An employee was injured leaving work when a gust of wind dislodged a parking sign on the sidewalk, causing it to become airborne and strike the employee on the side of his head. The employee then brought suit against the landowner of the building on whose property he was and the municipality. Both the landowner and the municipality moved for summary judgment. The landowner argued that it had no legal duty with respect to the sign while the municipality argued that it was not on notice of a dangerous condition. The employee’s expert concluded that the street was a “virtual wind tunnel,” heavily trafficked by large trucks that in the past had knocked down nearby signs that the municipality had repaired in the past. Since this sign was embedded in concrete, the expert concluded that it could not have been dislodged by wind unless it had been previously damaged. There also was testimony that the sign had been in a damaged state for an extended period of time. The expert opined that a minimally competent inspection would have revealed the defect that led to the employee’s injury, and that building and signage codes placed responsibility for inspection and maintenance of the sidewalk and sign on both the landowner and the municipality. Pursuant to the State Uniform Traffic Manual, municipalities are required to maintain an inspection schedule for traffic signs and have the sole responsibility for maintaining and repairing those signs. In this municipality, however, only stop signs were regularly inspected and the municipality relied on reports from property owners for other signs.

The Court pointed out that a landowner owes a duty to its invitees to maintain its land in a safe condition and to inspect for, and warn about, hidden defects, whether or not empowered to correct them. A landowner must exercise reasonable care for an invitee’s safety, including making reasonable inspections of its property and taking such steps as are necessary to correct or give warning of hazardous conditions. In reaching this conclusion, the Court pointed to a “long line of cases” which had extended a commercial landowner’s duty, when warranted by the facts, to cases in which the landowner had no control over a dangerous condition and the condition was not located on its property. The Court had previously stated that “the critical element should not be the question of the proprietor’s control over the area to be traversed… .”
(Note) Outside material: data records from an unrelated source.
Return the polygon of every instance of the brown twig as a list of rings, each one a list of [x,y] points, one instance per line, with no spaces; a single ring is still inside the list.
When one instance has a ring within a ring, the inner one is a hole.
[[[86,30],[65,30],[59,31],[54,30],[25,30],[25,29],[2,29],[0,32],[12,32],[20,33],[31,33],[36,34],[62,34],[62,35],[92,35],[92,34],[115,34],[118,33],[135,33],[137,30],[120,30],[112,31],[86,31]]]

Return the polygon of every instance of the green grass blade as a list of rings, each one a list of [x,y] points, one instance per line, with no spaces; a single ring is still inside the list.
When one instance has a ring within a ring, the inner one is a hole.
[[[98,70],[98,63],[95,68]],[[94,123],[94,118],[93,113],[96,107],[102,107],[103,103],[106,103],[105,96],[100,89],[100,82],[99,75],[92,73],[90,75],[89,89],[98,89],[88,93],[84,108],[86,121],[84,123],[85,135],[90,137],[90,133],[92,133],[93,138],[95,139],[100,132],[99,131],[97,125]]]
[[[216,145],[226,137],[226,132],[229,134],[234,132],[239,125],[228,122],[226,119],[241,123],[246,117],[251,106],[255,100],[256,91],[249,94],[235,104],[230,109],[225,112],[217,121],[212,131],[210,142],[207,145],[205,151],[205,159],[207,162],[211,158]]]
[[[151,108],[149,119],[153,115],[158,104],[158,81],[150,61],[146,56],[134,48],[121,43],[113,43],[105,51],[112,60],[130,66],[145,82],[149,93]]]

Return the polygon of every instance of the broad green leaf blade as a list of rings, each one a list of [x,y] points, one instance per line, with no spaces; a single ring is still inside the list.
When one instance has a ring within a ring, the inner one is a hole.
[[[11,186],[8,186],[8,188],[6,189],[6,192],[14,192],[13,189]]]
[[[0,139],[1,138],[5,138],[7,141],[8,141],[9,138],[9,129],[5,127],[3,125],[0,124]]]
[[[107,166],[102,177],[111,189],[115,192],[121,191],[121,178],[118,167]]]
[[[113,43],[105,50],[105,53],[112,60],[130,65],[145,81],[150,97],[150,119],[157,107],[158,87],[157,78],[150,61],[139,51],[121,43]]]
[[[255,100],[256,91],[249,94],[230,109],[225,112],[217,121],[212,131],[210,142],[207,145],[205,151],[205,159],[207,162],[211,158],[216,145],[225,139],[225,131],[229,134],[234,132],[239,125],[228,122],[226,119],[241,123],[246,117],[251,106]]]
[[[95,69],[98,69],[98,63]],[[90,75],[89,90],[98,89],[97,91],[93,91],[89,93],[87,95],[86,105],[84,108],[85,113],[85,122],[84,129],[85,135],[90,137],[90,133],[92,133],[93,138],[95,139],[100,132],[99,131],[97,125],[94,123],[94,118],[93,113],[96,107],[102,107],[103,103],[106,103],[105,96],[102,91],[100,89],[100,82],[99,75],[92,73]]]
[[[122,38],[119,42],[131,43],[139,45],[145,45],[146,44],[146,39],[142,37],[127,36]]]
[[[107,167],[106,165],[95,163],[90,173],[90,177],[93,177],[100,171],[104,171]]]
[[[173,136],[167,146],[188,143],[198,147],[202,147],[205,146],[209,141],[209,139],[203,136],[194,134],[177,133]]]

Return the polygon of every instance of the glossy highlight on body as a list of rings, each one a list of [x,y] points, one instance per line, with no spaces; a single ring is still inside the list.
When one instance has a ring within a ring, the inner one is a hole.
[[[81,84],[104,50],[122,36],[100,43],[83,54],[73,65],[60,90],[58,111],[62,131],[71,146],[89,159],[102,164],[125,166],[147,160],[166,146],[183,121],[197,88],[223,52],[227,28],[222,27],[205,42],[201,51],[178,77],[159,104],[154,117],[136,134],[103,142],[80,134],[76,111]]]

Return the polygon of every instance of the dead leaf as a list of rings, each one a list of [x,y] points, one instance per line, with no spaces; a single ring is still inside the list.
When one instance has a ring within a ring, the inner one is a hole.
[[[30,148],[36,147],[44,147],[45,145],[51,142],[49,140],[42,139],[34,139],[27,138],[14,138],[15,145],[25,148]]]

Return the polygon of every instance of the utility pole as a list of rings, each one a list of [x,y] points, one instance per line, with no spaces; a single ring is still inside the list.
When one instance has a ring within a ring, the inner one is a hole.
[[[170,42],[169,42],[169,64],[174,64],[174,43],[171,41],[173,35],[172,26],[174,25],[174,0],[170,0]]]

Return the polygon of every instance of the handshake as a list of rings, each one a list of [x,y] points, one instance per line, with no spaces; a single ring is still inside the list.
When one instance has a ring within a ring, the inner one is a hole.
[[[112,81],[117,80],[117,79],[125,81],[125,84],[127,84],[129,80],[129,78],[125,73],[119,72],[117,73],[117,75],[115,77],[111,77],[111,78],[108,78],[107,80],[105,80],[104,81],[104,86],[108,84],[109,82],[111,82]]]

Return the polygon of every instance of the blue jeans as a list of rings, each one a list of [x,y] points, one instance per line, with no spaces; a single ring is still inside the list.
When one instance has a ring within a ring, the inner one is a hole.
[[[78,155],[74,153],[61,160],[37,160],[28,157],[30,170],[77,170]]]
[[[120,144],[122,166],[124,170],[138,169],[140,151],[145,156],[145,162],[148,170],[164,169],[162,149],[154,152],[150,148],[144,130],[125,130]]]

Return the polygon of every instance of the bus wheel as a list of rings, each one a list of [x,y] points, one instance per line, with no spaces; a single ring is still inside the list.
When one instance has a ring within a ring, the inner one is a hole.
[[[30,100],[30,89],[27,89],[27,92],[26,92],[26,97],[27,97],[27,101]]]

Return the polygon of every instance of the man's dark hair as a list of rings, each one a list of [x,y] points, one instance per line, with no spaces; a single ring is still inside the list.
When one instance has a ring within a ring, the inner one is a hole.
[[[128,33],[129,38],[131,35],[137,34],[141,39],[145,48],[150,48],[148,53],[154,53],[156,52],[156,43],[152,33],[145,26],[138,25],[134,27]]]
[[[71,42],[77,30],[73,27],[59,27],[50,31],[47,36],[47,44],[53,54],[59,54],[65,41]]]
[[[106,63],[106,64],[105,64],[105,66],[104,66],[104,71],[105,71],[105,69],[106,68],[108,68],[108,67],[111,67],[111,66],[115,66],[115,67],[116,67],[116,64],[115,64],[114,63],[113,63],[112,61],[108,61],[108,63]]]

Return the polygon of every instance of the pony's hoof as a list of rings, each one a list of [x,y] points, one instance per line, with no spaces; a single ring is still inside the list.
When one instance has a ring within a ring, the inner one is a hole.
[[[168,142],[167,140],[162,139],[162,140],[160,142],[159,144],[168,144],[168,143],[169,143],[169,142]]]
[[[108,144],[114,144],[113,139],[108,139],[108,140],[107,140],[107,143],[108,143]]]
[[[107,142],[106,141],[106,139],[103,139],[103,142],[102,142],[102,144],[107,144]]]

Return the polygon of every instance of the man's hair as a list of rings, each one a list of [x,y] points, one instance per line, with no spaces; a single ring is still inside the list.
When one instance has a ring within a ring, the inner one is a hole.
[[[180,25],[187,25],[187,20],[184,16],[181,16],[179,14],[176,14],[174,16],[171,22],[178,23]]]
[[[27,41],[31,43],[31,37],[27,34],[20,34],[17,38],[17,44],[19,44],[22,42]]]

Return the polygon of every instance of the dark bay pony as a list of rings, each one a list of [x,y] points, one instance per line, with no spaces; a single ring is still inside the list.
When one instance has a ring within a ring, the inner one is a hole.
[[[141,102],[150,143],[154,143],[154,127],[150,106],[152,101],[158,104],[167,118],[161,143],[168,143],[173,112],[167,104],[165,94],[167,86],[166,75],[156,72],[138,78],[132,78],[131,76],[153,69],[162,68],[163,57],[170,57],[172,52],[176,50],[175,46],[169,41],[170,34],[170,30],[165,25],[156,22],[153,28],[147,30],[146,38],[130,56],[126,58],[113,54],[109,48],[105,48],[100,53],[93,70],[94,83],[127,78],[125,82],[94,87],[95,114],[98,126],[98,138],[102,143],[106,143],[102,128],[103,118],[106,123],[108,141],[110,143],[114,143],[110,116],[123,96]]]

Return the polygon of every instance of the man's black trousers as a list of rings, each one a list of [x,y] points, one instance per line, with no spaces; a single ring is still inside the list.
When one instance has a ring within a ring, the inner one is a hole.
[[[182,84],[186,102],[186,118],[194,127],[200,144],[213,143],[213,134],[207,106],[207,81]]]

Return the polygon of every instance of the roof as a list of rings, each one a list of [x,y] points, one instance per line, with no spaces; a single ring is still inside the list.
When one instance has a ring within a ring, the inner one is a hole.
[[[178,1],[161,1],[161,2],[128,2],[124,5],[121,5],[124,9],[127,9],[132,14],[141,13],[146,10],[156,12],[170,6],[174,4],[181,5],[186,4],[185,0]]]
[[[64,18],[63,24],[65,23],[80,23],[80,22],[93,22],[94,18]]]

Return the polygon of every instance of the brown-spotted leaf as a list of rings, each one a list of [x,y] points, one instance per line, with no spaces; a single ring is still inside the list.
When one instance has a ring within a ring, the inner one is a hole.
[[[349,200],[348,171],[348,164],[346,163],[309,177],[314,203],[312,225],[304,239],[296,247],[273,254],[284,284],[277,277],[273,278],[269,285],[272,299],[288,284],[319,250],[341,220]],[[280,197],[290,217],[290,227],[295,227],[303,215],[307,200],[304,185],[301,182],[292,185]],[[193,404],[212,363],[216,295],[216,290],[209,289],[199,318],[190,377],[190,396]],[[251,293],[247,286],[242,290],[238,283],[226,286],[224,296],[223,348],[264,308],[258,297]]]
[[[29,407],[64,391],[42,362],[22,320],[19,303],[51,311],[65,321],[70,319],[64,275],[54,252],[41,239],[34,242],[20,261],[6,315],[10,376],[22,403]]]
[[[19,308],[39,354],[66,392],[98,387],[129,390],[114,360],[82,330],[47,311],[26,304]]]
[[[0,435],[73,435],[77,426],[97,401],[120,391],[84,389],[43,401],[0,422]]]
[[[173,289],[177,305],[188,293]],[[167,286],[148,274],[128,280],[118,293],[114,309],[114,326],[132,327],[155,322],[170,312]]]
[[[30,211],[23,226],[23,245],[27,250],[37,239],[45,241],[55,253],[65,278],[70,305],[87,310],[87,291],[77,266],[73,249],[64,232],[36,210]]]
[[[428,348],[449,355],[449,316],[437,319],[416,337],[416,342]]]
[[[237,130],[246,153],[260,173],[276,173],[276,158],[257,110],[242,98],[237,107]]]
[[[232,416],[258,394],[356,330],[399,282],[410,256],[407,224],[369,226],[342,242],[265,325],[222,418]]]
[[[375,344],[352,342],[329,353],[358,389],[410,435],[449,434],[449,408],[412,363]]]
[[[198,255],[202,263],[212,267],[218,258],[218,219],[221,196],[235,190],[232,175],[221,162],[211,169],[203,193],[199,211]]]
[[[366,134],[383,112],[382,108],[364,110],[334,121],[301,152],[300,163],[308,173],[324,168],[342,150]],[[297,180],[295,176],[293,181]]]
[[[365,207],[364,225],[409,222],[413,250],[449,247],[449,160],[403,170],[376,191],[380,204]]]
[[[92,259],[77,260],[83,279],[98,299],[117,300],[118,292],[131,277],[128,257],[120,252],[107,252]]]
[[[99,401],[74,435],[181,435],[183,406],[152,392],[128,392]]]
The Court recognized that neither ownership nor control is the sole determinant of a commercial landlord’s liability when obvious danger to an invitee is implicated. Case law directs that to determine whether a person owes a duty of reasonable care towards another, one must decide if that duty satisfies a basic sense of fairness under all of the circumstances and in light of public policy. In deciding, one must identify and balance several factors, including the relationship of the parties, the nature of the attendant risk, the opportunity and ability to exercise care, and the public interest in the proposed solution.

The landowner had a duty in this case either under the classic commercial landowner liability standard or the more expanded standard suggested by recent case law. The traditional standard requires the landowner to exercise reasonable care for the employee-pedestrian’s safety, including making reasonable inspections of its own property and the abutting sidewalk and taking such steps necessary to correct or warn of a hazardous condition. That duty existed whether the defective condition was or was not within the owner’s power to control.

The results would be the same under the expanded standard. The injury likely resulted from a defective sign which was installed to advance the interests of the landowner’s invitees. The landowner had the ability to regularly inspect its premises and the sidewalk it had installed and could have repaired the sign, given notice to the municipality of the damaged sign, or warned invitees of the danger.

The Court asserted that it was not holding the landowner responsible for something over which it had no control, but that it found the landowner liable for negligently failing to take such measures as were within its power and duty to protect invitees from reasonably foreseeable damage.